Will This Man One Day Be Israel’s Prime Minister?

Two weeks ago, popular news anchorman Yair Lapid announced that he was leaving his Channel Two position in order to prepare for an entry into Israeli politics. Within days, public opinion polls predicted that a new political party headed by Lapid would win between 15 - 20 seats in the Knesset, thereby becoming the country’s second biggest party after the Likud. The political shock waves sent out by Lapid’s announcement may signal the advent of new general elections sooner, rather than later.

The major problem with Lapid’s entering the political fray is that no one knows what he really stands for.

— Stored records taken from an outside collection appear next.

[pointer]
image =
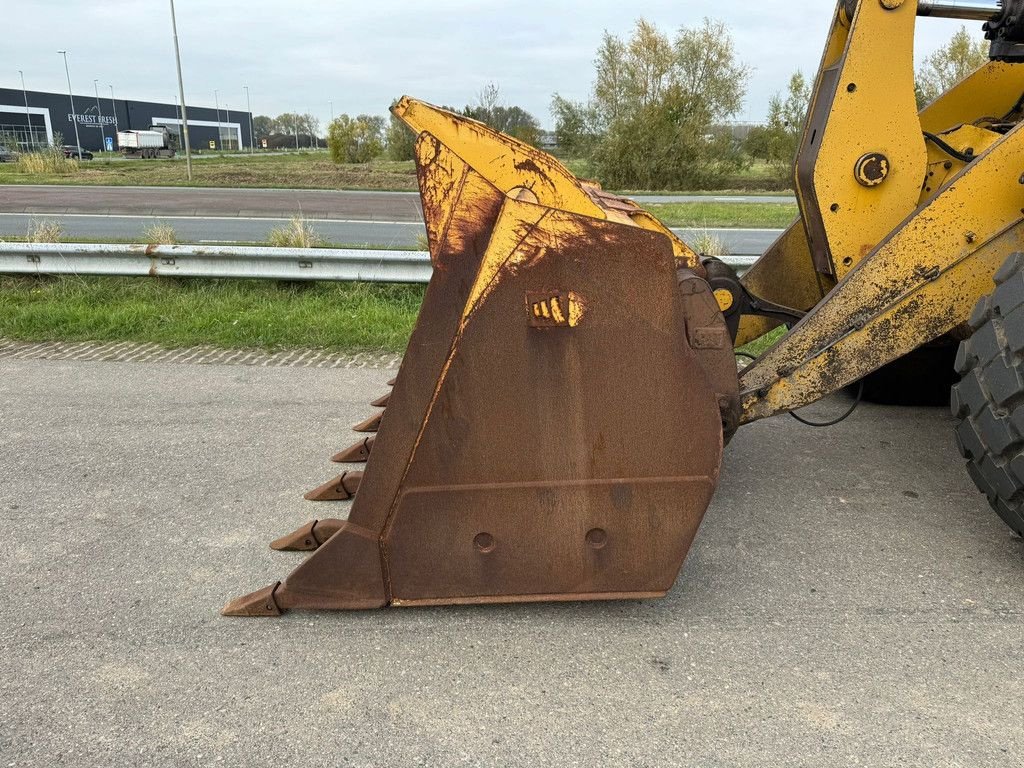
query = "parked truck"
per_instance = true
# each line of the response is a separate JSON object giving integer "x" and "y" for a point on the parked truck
{"x": 155, "y": 142}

Lapid, 48, the son of former Israeli politician and government minister Tommy Lapid, is undeniably one of Israel’s most handsome media personalities. A journalist, author and playwright, Lapid hosted the Channel Two Friday night newscast for the past four years and writes a weekly column for Yediot Aharonot, Israel’s leading daily newspaper.

Lapid’s decision to enter politics did not come as a surprise, and its timing was probably connected to proposed legislation that would require a “cooling off period” for journalists seeking to enter political life.

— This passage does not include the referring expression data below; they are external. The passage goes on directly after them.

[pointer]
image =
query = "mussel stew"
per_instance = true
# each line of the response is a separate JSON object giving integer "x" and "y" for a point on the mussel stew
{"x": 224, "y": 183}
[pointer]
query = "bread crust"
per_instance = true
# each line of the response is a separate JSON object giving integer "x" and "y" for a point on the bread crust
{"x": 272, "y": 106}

Lapid has been communicating to the general public via posts on his Facebook page. In a long note posted on January 13th entitled “Why I’m Going into Politics”, Lapid said, “I am equipped with the power of knowing I am doing something I believe in. You are my community and I draw my strength from you. I promise … to continue to listen to you."

However instead of explaining what he would be fighting for, Lapid has come out swinging in every direction. In an attack on the centrist opposition party, Lapid vowed, “There's no way I'm joining Kadima. They're a bunch of cynical politicians who have been cast out from other parties. No one has any clue as to what, if anything, they believe in and there is no chance I am joining them."

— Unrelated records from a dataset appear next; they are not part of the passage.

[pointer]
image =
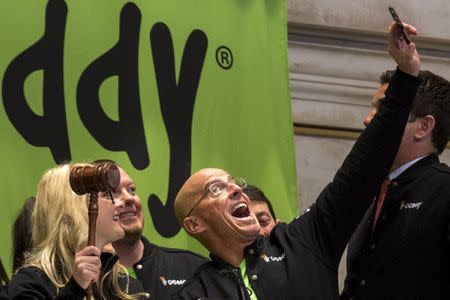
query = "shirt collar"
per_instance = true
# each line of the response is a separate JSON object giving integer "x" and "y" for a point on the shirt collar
{"x": 394, "y": 174}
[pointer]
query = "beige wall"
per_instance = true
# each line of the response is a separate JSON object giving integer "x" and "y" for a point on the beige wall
{"x": 336, "y": 54}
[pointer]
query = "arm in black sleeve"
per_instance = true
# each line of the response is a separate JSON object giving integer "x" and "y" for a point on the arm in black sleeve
{"x": 328, "y": 224}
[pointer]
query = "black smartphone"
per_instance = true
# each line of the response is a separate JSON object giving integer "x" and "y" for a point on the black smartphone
{"x": 399, "y": 24}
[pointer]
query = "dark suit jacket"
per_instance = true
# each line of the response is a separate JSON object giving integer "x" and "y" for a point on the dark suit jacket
{"x": 408, "y": 255}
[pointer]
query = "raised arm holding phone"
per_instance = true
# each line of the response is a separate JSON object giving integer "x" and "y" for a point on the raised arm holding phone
{"x": 400, "y": 249}
{"x": 298, "y": 260}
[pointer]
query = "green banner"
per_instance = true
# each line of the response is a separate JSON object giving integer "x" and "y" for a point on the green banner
{"x": 162, "y": 87}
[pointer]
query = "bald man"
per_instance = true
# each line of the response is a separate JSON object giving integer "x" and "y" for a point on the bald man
{"x": 298, "y": 260}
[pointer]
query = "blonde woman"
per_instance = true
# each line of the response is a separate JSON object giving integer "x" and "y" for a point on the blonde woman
{"x": 60, "y": 265}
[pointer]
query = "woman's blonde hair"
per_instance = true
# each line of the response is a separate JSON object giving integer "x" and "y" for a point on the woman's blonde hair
{"x": 60, "y": 229}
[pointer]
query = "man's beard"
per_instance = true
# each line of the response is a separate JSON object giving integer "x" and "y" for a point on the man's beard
{"x": 132, "y": 234}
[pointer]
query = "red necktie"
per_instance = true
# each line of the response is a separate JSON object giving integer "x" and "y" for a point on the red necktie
{"x": 380, "y": 200}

And in an attack on the Labor Party, Lapid said, “Shelly Yachimovitch is a fine Knesset member but she is part of the radical Left, both economically and politically, and I cannot join forces with people with whom I have no ideological connection."

Lapid said that he is “hardly part of the leftist camp” and that he would “join any government that accepts my core principles: changing the governing system, canceling the Tal Law, and changing the distribution of resources for the benefit of the middle class."

We really don’t know too much about what Lapid really stands for. Israelis, unfortunately, have a history of voting for new parties with unclear agendas, and ending up by getting more of the same.  

Let’s hope that Lapid will present a clear political platform suggesting ways to improve the country and that the gullible Israeli public won’t vote for him just because he has a pretty face.